Shortly before Christmas, my grandma was not doing very well. She lost her appetite and ended up in the hospital because she was very dehydrated. She hasn’t really wanted to eat ever since she moved from her apartment into the assisted living center. She didn’t want to leave her room at all and socialize with others because they’re not interesting. Her mind was still in tact and she still liked to have political discussions or debates (if she could lure you into it).
It was hard enough moving her out of her home she had been in for decades where most of her memories were – where she raised eight children, including three who passed away. I felt terrible when we had to help her downsize and move into a small apartment. My grandpa has been gone for over twenty years now and with the good health she has been blessed with, I could see her outliving another one of her children. That would be devastating to her.
She is being evaluated for hospice care, but my dad feels she just doesn’t want to try anymore. She has become very weak because she chose not to leave her room except to go to the doctor. I won’t go into detail, but relationships with her have been strained and I can’t help but wonder if she would continue trying if she felt like many loved ones were excited to see her often and came to visit more.
No one is going to urge her to get up or eat anymore and I respect her decision, but I’m also scared that all she’s doing is bringing on a long, miserable end to her life. I went to visit her yesterday and she had a meal replacement shake and a glass of milk next to her bed, so she’s eating a little bit. I have no idea what to expect and I don’t want her to suffer. I don’t want her to be lonely. Yesterday she was watching CNN with no sound and later my dad said it’s because she accidentally muted it and can’t figure out how to turn it back on. Just laying in bed in a dark room at 4pm reading subtitles on CNN. Alone.
Grandma is basically the only grandparent I ever had any kind of relationship with between my maternal grandmother being missing for over 40 years, my grandpa having a stroke that made it impossible to have a conversation, and my other grandpa not being able to carry on a coherent conversation because of the brain damage he suffered from alcohol. He was in a nursing home for years, but still managed to find a way to literally drink himself to death. My grief was more about the relationship we could have had and the fact that he wasn’t leaving a huge void in my life. I watched him have seizures as he was in a coma all week and all I could think about was how he was a stranger to me. That is a tragedy – when one’s death doesn’t cause unbearable grief for someone. I remember my mom coming home and crying, “I didn’t think it would hurt this much.” Considering her childhood with both of her parents’ alcoholism, abandonment, and becoming a foster child, she didn’t expect to miss him terribly. She did like her dad though – just not the person he was when he drank.
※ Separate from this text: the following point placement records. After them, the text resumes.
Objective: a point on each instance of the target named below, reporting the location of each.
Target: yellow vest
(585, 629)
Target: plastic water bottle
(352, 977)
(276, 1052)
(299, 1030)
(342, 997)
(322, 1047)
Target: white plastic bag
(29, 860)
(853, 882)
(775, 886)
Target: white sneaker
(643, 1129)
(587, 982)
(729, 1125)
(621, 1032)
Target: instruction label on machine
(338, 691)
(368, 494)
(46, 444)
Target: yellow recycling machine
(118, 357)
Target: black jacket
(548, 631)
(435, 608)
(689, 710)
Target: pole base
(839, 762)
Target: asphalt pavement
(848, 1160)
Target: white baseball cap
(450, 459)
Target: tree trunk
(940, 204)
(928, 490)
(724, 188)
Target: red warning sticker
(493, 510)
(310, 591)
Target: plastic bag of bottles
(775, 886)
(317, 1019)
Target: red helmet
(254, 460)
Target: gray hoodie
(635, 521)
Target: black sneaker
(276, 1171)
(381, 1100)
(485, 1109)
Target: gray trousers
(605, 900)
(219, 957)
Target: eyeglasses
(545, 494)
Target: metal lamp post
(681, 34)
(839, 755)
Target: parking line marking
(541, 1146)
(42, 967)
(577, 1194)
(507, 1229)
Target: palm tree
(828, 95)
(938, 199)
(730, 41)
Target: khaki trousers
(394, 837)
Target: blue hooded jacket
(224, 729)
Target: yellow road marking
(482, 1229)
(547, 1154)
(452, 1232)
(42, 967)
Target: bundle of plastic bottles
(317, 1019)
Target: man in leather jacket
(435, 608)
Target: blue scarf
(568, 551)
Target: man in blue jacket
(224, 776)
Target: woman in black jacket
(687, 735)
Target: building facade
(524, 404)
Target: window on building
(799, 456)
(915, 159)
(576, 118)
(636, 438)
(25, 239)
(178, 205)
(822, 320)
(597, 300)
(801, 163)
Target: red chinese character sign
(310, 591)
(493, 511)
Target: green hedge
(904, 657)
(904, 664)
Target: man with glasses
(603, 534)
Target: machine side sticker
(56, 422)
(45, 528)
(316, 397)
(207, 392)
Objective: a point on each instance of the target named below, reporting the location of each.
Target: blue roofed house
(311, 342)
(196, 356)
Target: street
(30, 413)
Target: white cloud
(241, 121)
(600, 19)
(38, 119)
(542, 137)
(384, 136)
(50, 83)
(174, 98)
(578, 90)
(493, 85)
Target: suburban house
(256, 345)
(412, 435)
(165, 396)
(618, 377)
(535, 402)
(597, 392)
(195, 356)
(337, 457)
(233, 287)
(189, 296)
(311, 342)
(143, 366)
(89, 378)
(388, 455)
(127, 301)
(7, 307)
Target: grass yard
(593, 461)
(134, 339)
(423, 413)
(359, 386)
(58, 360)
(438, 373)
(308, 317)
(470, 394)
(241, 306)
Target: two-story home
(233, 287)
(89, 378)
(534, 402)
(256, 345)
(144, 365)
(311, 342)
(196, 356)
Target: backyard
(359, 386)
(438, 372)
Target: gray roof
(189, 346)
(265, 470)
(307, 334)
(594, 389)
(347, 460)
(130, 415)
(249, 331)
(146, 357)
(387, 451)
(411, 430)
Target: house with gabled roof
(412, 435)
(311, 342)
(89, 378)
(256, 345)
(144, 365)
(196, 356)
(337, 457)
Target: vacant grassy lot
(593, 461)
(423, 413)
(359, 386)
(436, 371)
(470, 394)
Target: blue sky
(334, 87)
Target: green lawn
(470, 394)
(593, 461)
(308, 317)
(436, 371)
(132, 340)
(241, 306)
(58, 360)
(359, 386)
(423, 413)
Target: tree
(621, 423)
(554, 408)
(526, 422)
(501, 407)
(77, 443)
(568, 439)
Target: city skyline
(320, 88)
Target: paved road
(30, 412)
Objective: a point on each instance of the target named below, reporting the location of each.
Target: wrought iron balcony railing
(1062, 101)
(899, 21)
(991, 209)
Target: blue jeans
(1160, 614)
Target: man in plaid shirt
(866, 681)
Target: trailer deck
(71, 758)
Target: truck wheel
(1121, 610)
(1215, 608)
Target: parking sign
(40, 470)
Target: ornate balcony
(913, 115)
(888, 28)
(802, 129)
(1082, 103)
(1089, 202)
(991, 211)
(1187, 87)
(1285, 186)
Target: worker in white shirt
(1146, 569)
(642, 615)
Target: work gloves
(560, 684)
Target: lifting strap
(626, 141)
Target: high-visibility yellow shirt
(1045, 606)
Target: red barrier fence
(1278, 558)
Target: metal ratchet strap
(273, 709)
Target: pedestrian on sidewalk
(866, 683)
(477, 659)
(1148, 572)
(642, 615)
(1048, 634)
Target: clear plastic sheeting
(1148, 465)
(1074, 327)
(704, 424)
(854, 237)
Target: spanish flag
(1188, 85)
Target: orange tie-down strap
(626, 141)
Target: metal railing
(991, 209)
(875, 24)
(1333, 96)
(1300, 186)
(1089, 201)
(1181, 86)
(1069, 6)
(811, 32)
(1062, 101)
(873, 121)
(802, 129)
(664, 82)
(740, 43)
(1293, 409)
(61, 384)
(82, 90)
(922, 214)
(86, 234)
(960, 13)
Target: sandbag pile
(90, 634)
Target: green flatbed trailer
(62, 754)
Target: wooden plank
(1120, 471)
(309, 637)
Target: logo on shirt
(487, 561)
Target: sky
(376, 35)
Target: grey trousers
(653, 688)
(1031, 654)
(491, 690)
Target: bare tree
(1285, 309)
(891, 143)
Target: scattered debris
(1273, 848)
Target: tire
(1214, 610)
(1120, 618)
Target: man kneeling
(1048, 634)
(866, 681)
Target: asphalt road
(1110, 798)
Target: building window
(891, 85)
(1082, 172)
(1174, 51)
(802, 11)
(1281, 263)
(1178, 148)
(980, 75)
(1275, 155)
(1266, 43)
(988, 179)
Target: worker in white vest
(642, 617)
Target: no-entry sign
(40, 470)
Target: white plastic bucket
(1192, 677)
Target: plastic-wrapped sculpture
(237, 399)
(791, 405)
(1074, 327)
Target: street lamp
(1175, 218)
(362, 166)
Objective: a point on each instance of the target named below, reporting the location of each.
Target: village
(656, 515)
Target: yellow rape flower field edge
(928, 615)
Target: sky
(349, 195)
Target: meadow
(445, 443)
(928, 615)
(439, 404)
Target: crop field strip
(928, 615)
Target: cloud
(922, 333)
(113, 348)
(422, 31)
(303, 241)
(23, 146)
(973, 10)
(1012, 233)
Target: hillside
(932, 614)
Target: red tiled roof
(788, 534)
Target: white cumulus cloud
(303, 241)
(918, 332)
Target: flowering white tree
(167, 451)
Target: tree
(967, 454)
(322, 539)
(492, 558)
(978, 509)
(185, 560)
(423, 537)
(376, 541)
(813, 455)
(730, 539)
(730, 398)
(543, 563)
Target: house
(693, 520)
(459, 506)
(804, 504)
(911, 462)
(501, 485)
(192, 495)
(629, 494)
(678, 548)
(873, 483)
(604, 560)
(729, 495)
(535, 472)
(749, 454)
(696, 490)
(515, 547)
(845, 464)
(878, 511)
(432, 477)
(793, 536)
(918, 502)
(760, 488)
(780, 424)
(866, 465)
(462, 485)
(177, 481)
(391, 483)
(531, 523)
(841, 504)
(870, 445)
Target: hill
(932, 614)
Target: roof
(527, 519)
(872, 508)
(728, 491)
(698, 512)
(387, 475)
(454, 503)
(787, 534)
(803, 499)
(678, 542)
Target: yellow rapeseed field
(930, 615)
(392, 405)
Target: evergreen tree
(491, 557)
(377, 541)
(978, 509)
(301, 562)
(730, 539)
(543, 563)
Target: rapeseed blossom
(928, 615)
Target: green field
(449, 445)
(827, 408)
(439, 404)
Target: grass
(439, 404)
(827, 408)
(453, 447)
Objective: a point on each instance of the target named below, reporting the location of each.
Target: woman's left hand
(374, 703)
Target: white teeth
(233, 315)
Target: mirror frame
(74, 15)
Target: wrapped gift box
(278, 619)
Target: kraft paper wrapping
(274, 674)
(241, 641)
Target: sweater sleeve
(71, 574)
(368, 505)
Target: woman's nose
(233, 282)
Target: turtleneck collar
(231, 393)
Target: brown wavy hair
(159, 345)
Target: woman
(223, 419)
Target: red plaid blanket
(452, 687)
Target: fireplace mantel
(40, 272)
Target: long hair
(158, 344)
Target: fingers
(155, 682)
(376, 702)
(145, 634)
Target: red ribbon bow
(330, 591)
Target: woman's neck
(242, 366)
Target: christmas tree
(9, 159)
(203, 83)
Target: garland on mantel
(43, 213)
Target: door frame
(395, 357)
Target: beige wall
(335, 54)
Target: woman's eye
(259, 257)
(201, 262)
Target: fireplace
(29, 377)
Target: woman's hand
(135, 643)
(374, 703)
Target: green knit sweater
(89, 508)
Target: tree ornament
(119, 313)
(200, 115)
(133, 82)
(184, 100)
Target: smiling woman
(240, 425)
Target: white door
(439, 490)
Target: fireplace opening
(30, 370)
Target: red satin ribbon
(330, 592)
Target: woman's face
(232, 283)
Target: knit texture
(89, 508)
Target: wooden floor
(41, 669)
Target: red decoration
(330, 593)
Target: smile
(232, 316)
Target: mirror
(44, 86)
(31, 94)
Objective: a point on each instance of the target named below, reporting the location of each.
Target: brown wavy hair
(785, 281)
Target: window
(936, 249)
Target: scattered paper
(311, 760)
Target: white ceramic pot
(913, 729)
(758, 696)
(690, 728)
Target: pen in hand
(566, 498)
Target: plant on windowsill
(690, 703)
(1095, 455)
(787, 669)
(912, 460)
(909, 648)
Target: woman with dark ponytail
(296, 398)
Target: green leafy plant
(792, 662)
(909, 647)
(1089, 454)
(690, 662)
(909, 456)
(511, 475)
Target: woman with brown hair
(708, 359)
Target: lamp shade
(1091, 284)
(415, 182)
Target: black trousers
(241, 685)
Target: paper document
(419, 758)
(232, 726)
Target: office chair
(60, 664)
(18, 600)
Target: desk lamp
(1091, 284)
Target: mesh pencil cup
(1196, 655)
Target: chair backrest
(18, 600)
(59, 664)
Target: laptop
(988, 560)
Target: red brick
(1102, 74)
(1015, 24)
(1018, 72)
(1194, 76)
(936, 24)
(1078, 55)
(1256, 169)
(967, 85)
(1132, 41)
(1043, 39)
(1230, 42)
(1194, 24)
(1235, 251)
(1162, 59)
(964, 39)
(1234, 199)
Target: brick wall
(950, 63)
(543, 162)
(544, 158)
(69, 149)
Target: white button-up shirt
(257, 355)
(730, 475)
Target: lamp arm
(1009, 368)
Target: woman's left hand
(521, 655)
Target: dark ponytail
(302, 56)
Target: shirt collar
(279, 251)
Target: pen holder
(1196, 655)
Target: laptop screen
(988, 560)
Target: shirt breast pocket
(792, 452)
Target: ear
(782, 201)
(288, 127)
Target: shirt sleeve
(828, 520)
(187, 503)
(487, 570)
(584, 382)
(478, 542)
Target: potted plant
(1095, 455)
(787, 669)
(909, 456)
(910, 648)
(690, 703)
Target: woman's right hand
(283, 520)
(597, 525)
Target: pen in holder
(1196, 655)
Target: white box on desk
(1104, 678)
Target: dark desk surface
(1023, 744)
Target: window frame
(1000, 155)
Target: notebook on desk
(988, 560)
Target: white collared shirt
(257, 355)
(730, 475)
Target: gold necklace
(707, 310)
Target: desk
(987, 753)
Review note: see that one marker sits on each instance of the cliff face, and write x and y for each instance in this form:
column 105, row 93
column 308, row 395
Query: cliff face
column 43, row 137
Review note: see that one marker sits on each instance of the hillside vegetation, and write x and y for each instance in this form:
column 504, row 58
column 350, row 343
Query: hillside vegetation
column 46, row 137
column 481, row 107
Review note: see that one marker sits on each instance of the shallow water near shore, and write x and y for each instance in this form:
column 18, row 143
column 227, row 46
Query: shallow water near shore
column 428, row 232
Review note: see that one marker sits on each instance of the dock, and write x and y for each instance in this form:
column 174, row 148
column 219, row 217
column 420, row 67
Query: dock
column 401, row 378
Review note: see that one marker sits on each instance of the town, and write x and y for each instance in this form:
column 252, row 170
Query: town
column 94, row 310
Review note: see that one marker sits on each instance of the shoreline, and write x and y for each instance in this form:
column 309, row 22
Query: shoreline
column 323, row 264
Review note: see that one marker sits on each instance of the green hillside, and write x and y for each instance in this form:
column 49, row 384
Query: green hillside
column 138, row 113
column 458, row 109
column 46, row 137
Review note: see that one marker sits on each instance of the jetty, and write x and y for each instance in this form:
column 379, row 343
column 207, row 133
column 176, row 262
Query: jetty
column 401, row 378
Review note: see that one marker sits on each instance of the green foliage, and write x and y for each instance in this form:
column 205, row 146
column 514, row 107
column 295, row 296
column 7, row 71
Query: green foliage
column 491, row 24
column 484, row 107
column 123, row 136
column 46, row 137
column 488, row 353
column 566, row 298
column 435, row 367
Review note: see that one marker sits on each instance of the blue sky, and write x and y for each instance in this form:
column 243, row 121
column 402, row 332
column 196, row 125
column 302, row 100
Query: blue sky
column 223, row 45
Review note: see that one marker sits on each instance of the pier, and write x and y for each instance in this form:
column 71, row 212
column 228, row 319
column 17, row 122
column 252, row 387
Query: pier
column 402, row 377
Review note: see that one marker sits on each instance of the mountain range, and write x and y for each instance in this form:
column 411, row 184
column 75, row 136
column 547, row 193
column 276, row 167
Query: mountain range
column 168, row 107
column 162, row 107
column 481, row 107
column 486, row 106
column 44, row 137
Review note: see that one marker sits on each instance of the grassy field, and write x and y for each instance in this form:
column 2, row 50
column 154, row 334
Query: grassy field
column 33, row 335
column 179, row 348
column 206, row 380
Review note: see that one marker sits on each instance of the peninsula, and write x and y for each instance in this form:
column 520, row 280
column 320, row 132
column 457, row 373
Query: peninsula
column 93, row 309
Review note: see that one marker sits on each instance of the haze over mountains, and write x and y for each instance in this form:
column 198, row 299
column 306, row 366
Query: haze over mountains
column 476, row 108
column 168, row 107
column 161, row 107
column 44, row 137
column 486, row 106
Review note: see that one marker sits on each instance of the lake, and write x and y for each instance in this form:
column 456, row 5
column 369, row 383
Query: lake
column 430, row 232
As difficult as my grandma can be, I know my family is going to miss her and it’s going to hurt more than they realize. She has many good qualities. Her mother, on the other hand – her memorial service was horrifying, especially to my husband who didn’t know her. It was just family because she lived 97 years. Everyone who got up struggled to say something nice about her.
“She was very determined.” (aka stubborn and unbending)
“Her house always smelled like coffee.”
“She always had ice cream.”
I kid you not. Finally her son got up and said, “To be honest, I didn’t really get along with her.” He broke the ice and one after another, relatives got up to tell stories about my great grandma being selfish, narcissistic, always right, etc. My dad’s cousin drove her old car and when it broke down, she snapped at her that she was driving it wrong.
This was one of the most depressing experiences of my life and it made me very nervous thinking that maybe these genes had been passed down to me. I told myself, “If your death doesn’t make your closest relatives feel like they can hardly go on living, then you failed.”
Some people are given a very short time to live. It’s frustrating to see others given over 90 years to make things right, but they don’t. And if they did try, I would hope their loved ones would accept the change they’re offering rather than pushing them away. It’s never too late to change and to try to right your wrongs. Sadly, that rarely happens.
I’m trying to reach out to her more and encourage her other 23 grandchildren to do the same.